Ale wersja dla ubogich tez się sprawdza  😂


hehe
jasne 🙂 trzeba sobie radzić w dobie kryzysu
Dzień dobry, jestem tu nowa i mam prośbe otóż koleżanka nie ma teraz neta a chce zacząć nauke w stylu west z mozliwościa startów na zawodach . Ona nie ma swojego konia i mieszka we Wrocławiu . Jaki klub polecacie tak żeby sie naprawdę nauczyć. Bardzo was prosze o radę i z góry pięknie dziękuje.
ovca   Per aspera donikąd
23 listopada 2009 16:05
W samym Wrocławiu od niedawna na Partynicach można się uczyć westu, na pw mogę Ci podać numer do instruktorki  (tylko dosyć drogo mają), ewentualnie z dojazdem Marek Misiek http://metaranch.com/  albo zapraszam do nas, do Panderozy www.panderoza.pl .
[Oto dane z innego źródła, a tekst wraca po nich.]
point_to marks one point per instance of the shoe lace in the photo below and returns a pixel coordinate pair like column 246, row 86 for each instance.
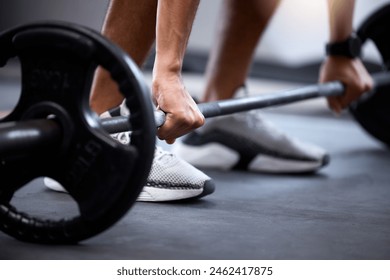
column 162, row 155
column 122, row 137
Wszystkie trzy stajnie są dosyć znane i często widziane na podium 😉
Dziękuje , a gdzie mają lepsze konie i lepszego trenera i lepsze warunki , bo na stronkch tego nie widac .
ovca   Per aspera donikąd
23 listopada 2009 16:29
Warunki tzn?
Na Partynicach są dwie hale, z tym że naukę prowadzi dziewczyna, której nigdy na koniu  nie widziałam, więc nie wiem, "wyżej" jest już bardzo fajny trener.
No i mają do nauki tylko jednego konia, do podstaw, później trzeba się dogadywać, kombinować.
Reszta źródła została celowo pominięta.